Unique Protocol Identification Number
NCT01173172
Brief Title
Boron Neutron Capture Therapy (BNCT) for Locally Recurrent Head and Neck Cancer
Acronym
BNCT
Official Title
A Phase I/II Trial of Boron Neutron Capture Therapy (BNCT) for Recurrent Head and Neck Cancer at Tsing-Hua Open Pool Reactor
Study Type
Interventional

2. Study Status

Record Verification Date
February 2023
Overall Recruitment Status
Completed
Study Start Date
July 2010 (Actual)
Primary Completion Date
March 7, 2014 (Actual)
Study Completion Date
March 7, 2015 (Actual)

3. Sponsor/Collaborators

Responsible Party, by Official Title
Sponsor
Name of the Sponsor
Taipei Veterans General Hospital, Taiwan
Collaborators
National Tsing Hua University,Taiwan

4. Oversight

Data Monitoring Committee
Yes

5. Study Description

Brief Summary
This is a boron neutron capture (BNCT) therapy for patients with previously irradiated and locally recurrent head and neck cancer. The primary end points are treatment toxicities and response rate. The secondary endpoints are time to tumor progression, progression-free survival, overall survival and change quality of life. Head and neck carcinomas that recur locally after conventional irradiation pose a therapeutic challenge. Boron neutron capture therapy (BNCT) is based on the nuclear capture reaction that occurs when non-radioactive boron is irradiated with neutrons of thermal energy to yield high energy alpha particles and recoiling lithium nuclei. The effect of alpha and 7Li is primarily limited to boron- containing cells. Preferential uptake of boron into cancerous tissue is achieved using boron carriers such as a derivative of phenylalanine, boronophenylalanine (BPA). After administration of BPA by an intra-arterial or intravenous infusion, the tumor site is irradiated with neutrons, the source of which is currently a nuclear reactor. A few uncontrolled clinical trials have evaluated BNCT in the treatment of glioblastoma after brain surgery. In these studies, the median survival times have been 13-15 months after BNCT. However, efficacy and tolerability of BNCT in the treatment of limited number of head and neck cancer patients showed promising results. Though many basic researches about BNCT has been done using Tsing Hua Open-pool Reactor (THOR) at National Tsing Hua University, no clinical trial utilizing BNCT is performed in our country. This study will be the first BNCT trial to treat head and neck cancer in Taiwan.
Detailed Description
This is a prospective, single arm, open label phase I/II trial with boron neutron capture (BNCT) therapy for patients with previously irradiated and locally recurrent head and neck cancer.
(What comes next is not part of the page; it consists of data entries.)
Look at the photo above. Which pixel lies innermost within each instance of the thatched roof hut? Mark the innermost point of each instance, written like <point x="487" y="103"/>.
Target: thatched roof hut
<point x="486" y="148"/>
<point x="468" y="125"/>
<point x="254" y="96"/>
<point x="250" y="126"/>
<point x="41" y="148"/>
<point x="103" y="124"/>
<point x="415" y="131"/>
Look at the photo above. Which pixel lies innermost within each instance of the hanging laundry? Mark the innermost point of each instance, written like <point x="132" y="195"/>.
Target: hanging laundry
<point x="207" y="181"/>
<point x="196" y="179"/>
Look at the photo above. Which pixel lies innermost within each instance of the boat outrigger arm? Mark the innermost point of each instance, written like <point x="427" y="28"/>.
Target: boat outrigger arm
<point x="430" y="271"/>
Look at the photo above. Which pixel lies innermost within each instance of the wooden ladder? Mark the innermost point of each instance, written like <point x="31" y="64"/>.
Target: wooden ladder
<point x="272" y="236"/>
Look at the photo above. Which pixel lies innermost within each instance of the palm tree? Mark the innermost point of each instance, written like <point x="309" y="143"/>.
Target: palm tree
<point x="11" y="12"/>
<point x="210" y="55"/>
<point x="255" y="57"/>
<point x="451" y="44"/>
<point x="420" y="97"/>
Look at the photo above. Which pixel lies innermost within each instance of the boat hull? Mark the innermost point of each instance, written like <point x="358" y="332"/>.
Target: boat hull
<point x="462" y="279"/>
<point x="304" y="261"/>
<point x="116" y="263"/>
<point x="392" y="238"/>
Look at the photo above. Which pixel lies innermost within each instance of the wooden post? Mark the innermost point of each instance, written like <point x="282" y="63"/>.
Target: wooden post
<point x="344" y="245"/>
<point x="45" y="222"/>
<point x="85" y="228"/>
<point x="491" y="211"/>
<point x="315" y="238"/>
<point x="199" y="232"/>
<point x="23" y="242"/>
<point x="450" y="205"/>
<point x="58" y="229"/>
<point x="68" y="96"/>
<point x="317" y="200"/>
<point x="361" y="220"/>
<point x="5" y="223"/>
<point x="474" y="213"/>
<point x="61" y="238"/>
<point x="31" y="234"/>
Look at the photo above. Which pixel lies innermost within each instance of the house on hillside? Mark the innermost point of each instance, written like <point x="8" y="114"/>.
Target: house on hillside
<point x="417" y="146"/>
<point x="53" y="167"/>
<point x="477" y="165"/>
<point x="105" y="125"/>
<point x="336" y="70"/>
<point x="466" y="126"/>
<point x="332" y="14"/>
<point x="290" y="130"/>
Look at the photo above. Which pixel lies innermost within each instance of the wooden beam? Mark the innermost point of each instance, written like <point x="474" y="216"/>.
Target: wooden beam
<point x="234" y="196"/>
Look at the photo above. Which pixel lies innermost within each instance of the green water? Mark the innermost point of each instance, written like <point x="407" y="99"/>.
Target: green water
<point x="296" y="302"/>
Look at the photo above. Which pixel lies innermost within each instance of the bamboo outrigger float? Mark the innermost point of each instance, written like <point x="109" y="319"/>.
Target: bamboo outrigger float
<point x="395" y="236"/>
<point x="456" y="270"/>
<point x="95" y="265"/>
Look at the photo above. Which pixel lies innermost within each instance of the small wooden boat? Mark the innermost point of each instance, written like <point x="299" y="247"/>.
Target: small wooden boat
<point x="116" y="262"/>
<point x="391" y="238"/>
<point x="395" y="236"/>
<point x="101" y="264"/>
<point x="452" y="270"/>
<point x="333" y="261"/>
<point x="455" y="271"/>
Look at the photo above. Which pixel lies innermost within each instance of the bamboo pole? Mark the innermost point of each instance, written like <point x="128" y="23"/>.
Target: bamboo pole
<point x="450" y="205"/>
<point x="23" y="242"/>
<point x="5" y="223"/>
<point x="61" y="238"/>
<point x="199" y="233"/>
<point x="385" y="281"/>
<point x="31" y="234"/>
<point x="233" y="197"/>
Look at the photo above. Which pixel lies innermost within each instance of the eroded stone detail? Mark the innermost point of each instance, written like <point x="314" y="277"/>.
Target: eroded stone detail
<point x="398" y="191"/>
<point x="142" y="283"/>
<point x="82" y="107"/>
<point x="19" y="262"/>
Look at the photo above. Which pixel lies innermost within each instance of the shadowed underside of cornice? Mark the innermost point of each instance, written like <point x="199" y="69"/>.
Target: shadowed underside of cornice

The eligibility criteria are patients with locoregionally recurrent head and neck cancer; good performance status; inoperable, clinical measurable tumor size; good organ function and good compliance. No systemic treatment is in use. Once entering this study, patients will receive angiographies to evaluate bloody supply of the tumor and PET scan with 18F-fluoro-L-BPA as the tracer. Tumor-to- normal tissue ratios were evaluated from static emission scans. Boron concentration of normal tissues is derived from measurement of BPA concentration in the blood. Treatment planning with THORplan will be done after Computerized Tomography (CT) simulation. After treatment plan approved and on the day of treatment, intravenous or intra-arterial L-BPA- Fructose complex 500 mg/kg was administered at a constant rate over about 3 hours before and during neutron irradiation. Neutron beam irradiations were given at the THOR with prescription dose of 20 to 25 Gy (Eq) for the tumor in one fraction on day 1 and repeated on day 30. Patients will be regularly followed up at OPD for toxicities (NCI Common Terminology Criteria) and response evaluation (RECIST criteria)by MRI and PET, time to progression measurement, survival status and change of quality of life. Maximally 27 patients will be enrolled. After first 10 patients, the preliminary results will be reviewed before further patients' enrollment.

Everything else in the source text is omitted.